Why is White Sacred?
by Bob Whelan
Editor's Note: This page is the result of a discussion on rec.aviation.homebuilt. Bob Whelan posted a summary that contained the essence of Jack's Soaring article "Why is White so Sacred?" in order to validate the credibility of the color/temperature chart. The Soaring article contains details relating to test box construction and thermometer placement, etc. I have heard that Jack's information is included in the Burt Rutan's Veri-Eze manual.
On pages 22 & 23 of the Sep, 1975 issue of "Soaring" is an article by (the late, I believe) John P. [Jack] Greene then living in New Jersey. Article title is "Why is White so Sacred?". Subtitle, "Energy absorption & color in fiberglass".
Per the article (I don't have a scanner or I'd shoot you a copy; instead I'll roughly paraphrase):
He gathered his data first-hand over the time span 1972 to 1974, collecting thousands of data points, with dozens of colored samples. Samples were prepared from polystyrene boxes measuring 7"x7"x5" (outside dimensions), with 1' thick sides/bottom. The top face of the box was removed and replaced with a colored fiberglass panel. A mercury thermometer was inserted through the side of each box with the sensing bulb attached/encapsulated to the underside of the fiberglass panel with epoxy resin.
Test samples were mounted in a simple frame with the colored surfaces aimed squarely at the sun. The frame was continuously tilted & turned to follow the sun. Ambient air/surface-temps-of-all-samples were continuously recorded until a peak was reached for existing conditions. Said procedure was repeated as often as possible to assure a statistically valid set of recorded values. "Ambient air" refers to dry bulb temps (deg F) measured in the shade. Test requirements called for a very clear sky without/o the slightest cloud formation or haze.

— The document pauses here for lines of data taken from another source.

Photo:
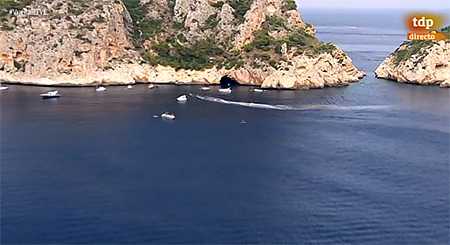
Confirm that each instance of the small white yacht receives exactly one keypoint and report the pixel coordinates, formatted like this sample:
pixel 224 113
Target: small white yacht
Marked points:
pixel 168 116
pixel 182 98
pixel 50 95
pixel 225 90
pixel 100 89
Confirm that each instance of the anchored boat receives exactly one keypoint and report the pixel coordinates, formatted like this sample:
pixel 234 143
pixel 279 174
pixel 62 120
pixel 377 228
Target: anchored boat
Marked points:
pixel 50 95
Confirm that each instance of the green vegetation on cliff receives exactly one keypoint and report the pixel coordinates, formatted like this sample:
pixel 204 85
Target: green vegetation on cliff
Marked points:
pixel 172 44
pixel 298 38
pixel 240 8
pixel 289 5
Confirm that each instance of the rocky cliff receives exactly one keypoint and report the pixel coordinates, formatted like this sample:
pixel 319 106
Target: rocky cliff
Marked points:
pixel 79 42
pixel 419 62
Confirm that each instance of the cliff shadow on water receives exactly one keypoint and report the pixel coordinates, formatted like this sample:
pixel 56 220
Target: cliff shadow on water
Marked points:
pixel 226 82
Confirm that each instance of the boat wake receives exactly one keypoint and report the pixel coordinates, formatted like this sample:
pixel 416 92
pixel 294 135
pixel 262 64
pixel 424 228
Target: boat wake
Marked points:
pixel 286 107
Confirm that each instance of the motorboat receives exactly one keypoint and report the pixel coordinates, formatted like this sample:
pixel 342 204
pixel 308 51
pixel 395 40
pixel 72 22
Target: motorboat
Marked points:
pixel 182 98
pixel 100 89
pixel 50 95
pixel 225 90
pixel 168 116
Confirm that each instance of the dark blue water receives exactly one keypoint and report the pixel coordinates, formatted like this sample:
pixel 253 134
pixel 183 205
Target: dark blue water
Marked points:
pixel 371 166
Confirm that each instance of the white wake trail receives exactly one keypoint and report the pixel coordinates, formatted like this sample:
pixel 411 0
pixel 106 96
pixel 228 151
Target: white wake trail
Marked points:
pixel 289 108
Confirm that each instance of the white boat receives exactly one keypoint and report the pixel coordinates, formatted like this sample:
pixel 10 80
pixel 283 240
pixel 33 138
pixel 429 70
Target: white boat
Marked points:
pixel 168 116
pixel 50 95
pixel 225 90
pixel 182 98
pixel 100 89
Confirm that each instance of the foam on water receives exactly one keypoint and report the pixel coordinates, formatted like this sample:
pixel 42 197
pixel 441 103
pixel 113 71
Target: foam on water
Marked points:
pixel 290 108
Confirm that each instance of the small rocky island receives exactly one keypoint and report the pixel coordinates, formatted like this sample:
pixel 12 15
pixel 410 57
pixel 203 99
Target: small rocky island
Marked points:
pixel 419 62
pixel 90 42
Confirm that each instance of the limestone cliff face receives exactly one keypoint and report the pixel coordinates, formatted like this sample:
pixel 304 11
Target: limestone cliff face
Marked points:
pixel 88 42
pixel 421 63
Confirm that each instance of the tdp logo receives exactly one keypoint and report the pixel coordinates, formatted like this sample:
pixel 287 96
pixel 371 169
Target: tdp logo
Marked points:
pixel 424 22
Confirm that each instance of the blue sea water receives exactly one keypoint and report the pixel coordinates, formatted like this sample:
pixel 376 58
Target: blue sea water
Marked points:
pixel 367 163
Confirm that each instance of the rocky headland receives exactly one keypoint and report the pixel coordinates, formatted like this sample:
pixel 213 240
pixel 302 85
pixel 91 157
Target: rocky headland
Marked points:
pixel 419 62
pixel 90 42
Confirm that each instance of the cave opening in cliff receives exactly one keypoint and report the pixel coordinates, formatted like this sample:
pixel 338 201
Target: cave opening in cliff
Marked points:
pixel 226 82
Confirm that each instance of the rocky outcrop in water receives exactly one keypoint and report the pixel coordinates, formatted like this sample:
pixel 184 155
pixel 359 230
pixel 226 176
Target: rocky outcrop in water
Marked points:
pixel 257 42
pixel 418 62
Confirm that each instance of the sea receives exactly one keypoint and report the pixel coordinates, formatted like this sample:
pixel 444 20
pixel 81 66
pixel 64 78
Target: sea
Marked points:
pixel 366 163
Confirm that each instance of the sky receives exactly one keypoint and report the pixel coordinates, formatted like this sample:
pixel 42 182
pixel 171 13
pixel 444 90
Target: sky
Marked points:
pixel 376 4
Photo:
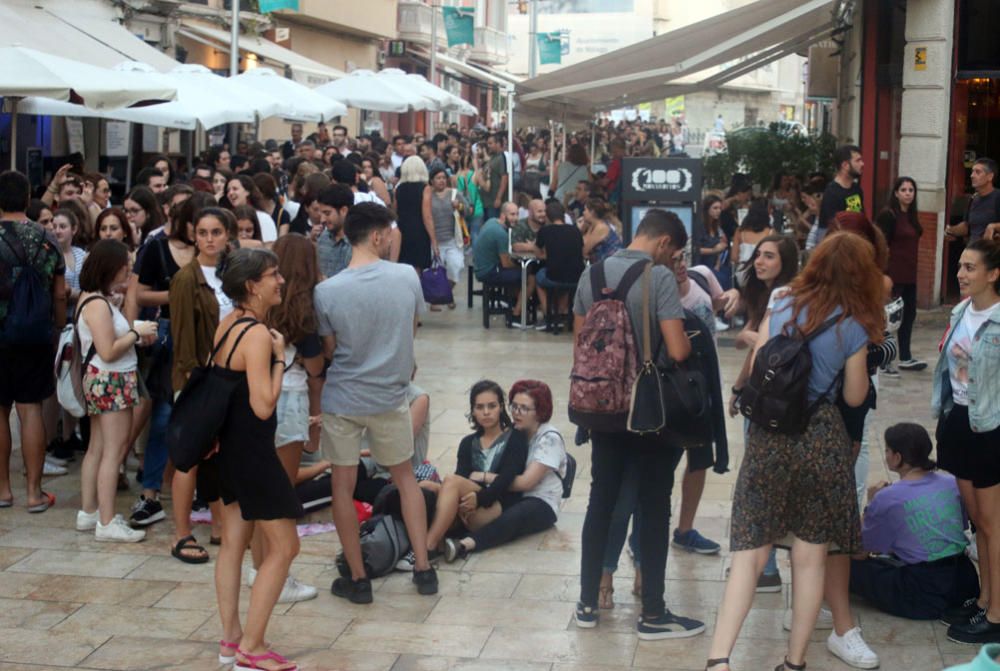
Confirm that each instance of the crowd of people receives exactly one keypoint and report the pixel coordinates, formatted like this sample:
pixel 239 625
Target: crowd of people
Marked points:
pixel 292 272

The minutest development of high haze, hardly discernible to the eye, would immediately cause sample temps to drop and bring testing to a conclusion. Also the slightest breeze introduced an appreciable cooling factor and tests were conducted only in very calm air. The ultimate goal was to determine the highest skin surface temp a colored sailplane might experience when parked under a blazing sun with no cloud cover, no shade, not the slightest breeze, and a very high ambient.
"After two years of testing, significant data was sorted out & plotted on the curve sheet to develop temp rise curves for each color and for black and white. Referring to these curves, note that the baseline represents ambient air and the vertical scale represents maximum sample temperature. As might be expected, the curves are bounded on the top by black and on the bottom by white. These finished curves are simply a graphical presentation of the highest temps recorded for each color sheet on a broad ambient temp range from 30 degrees to 110 degrees."

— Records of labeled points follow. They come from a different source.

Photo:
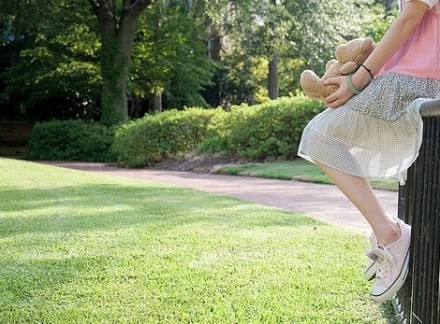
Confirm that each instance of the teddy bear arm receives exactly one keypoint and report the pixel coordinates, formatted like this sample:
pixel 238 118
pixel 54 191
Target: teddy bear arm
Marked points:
pixel 348 68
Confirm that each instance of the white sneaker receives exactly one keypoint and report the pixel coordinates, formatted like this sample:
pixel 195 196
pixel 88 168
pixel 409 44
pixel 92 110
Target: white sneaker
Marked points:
pixel 392 265
pixel 371 267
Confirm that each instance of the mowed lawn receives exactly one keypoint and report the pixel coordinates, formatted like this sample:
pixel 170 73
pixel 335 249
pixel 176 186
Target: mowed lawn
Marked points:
pixel 78 247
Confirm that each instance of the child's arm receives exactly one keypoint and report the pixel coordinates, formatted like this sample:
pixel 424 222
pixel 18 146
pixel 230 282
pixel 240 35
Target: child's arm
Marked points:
pixel 398 33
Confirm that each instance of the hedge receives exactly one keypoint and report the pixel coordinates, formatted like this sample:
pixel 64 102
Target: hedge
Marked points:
pixel 74 140
pixel 165 135
pixel 268 131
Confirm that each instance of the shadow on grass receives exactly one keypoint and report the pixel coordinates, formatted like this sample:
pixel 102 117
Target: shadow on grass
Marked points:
pixel 108 206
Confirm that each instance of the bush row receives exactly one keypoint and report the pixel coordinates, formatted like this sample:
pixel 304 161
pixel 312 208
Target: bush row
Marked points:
pixel 267 131
pixel 70 140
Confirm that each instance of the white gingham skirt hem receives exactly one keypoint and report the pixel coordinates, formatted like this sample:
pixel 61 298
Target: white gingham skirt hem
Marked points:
pixel 376 134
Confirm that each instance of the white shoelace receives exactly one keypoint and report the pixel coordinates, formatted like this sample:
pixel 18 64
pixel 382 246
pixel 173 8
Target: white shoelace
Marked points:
pixel 383 259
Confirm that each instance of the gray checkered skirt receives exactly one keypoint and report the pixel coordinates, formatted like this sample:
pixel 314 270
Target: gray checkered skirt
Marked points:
pixel 376 134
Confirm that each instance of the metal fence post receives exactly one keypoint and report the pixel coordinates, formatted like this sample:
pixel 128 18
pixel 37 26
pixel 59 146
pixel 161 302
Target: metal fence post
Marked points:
pixel 419 206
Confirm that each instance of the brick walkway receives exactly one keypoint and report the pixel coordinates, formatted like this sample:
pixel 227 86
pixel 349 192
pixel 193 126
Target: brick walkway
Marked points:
pixel 324 202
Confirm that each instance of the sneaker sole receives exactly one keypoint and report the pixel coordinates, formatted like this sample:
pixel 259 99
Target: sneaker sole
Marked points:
pixel 397 284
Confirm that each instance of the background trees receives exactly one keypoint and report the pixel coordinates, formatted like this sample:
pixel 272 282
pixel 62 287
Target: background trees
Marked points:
pixel 113 60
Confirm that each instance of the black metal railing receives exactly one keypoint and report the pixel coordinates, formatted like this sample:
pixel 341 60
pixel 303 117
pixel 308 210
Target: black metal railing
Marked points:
pixel 419 205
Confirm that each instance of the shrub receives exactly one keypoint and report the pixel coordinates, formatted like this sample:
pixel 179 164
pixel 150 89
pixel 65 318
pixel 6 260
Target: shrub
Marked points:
pixel 160 136
pixel 268 131
pixel 75 140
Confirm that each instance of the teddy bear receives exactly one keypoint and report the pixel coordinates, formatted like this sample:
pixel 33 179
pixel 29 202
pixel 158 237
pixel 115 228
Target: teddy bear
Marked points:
pixel 349 57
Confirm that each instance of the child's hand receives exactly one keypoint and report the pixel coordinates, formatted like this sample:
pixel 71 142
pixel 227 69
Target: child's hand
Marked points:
pixel 340 96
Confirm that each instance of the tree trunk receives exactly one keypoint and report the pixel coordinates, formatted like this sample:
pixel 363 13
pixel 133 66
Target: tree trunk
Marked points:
pixel 273 77
pixel 155 100
pixel 117 42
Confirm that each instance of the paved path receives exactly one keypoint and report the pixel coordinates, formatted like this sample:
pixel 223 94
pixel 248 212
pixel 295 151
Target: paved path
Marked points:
pixel 324 202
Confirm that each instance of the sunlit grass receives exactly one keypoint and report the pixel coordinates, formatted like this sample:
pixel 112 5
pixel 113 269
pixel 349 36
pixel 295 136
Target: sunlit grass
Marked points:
pixel 300 170
pixel 86 248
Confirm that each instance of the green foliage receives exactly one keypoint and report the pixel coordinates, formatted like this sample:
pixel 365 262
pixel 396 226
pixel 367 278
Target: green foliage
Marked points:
pixel 378 22
pixel 49 60
pixel 268 131
pixel 70 140
pixel 160 136
pixel 169 56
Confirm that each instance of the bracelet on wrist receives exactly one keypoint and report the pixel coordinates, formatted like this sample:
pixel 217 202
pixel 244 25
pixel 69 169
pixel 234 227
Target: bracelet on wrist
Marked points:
pixel 352 88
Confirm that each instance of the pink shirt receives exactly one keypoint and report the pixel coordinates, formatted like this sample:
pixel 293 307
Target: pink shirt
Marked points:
pixel 420 55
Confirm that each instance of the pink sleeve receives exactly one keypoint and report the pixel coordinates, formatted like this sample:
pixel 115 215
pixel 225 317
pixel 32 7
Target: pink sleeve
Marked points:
pixel 430 3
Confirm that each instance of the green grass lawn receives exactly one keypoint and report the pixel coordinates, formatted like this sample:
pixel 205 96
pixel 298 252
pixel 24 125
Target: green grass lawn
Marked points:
pixel 300 170
pixel 78 247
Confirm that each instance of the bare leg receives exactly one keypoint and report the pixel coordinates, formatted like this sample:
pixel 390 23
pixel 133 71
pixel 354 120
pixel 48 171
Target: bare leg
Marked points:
pixel 360 193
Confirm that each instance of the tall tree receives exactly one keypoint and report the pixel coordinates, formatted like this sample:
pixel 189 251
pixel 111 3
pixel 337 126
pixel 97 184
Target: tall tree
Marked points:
pixel 117 29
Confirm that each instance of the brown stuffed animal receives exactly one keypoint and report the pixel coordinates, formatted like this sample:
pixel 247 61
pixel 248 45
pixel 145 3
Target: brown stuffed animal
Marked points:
pixel 349 57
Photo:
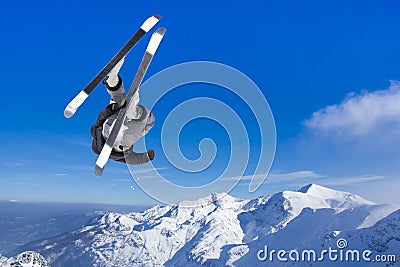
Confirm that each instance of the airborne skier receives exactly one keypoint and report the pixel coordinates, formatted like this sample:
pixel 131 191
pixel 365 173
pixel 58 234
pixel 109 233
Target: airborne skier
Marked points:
pixel 139 120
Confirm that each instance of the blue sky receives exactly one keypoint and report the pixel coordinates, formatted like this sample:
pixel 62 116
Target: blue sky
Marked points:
pixel 325 68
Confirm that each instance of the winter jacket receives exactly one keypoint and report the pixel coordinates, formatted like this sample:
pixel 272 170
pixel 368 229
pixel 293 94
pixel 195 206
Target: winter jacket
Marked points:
pixel 132 132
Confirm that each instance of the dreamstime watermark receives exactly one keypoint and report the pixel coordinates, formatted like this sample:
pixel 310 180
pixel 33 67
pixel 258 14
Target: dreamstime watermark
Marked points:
pixel 219 111
pixel 338 254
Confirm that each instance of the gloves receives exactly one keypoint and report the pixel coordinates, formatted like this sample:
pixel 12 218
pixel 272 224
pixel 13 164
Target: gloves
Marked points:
pixel 151 154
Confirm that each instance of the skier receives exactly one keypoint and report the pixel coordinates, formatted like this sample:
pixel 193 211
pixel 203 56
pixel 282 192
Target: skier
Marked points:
pixel 137 124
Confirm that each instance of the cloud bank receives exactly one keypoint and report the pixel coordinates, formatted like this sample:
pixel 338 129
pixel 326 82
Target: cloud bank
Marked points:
pixel 361 115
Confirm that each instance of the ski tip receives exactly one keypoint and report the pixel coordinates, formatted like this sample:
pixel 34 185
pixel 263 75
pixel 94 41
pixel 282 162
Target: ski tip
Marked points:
pixel 161 31
pixel 98 171
pixel 155 40
pixel 69 112
pixel 150 22
pixel 157 16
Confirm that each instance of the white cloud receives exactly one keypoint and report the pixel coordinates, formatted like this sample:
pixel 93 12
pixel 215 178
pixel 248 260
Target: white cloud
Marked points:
pixel 361 115
pixel 278 177
pixel 305 177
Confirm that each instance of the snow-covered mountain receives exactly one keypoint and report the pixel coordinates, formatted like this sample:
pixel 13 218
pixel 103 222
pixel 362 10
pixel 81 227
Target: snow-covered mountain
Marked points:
pixel 221 230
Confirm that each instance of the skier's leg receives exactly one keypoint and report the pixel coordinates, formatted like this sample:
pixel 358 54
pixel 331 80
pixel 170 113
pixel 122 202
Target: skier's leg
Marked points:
pixel 115 87
pixel 134 111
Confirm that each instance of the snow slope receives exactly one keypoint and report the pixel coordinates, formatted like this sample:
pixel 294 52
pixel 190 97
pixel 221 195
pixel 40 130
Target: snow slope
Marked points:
pixel 221 230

"Now what does all this mean?...The curves clearly indicate a black sailplane could achieve a surface temp of 115 to 120 degrees above ambient. for example, on a day with temps of 90-95 in the shade, it's conceivable the skin surface of a black sailplane could reach the temp of boiling water..."
"The curve sheet also indicates an all-white sailplane could attain a peak temp of 45 to 50 degrees above ambient, about 70 degrees lower than the corresponding figure for black."
Brown isn't too different from black.
Colors like red & green should be avoided if moderately high surface temps are objectionable.
Orange and tan are near the middle, and orange has the property of being very visible.
The coolest colors are pink, yellow and light blue, along with all the pastel shades. Note the position of the aluminum sample.
To get an approximation of peak temp possibly expected for a specific color on a glass sailplane: select the color & determine the max ambient expected (for that area). On the curve baseline, find the ambient and move upward vertically to the appropriate color line, then move horizontally to read peak (surface) temp on the vertical scale.
End of paraphrasing/excerpting...
As I recall from decades-old gleanings from "Soaring" magazine, Jack Greene:
a) was an engineer in real life (don't remember what field);
b) was a homebuilder (HP-18 and others???); and,
c) had an engineer's grasp of structures and V-n diagrams, etc.
My opinion is the data plotted on the Color Curve Sheet was sensibly and meticulously gathered, and is usable engineering data. For what it is worth, my own observations of the man are through the eyes of a non-practicing aerospace engineer (1972), and glider pilot/nut.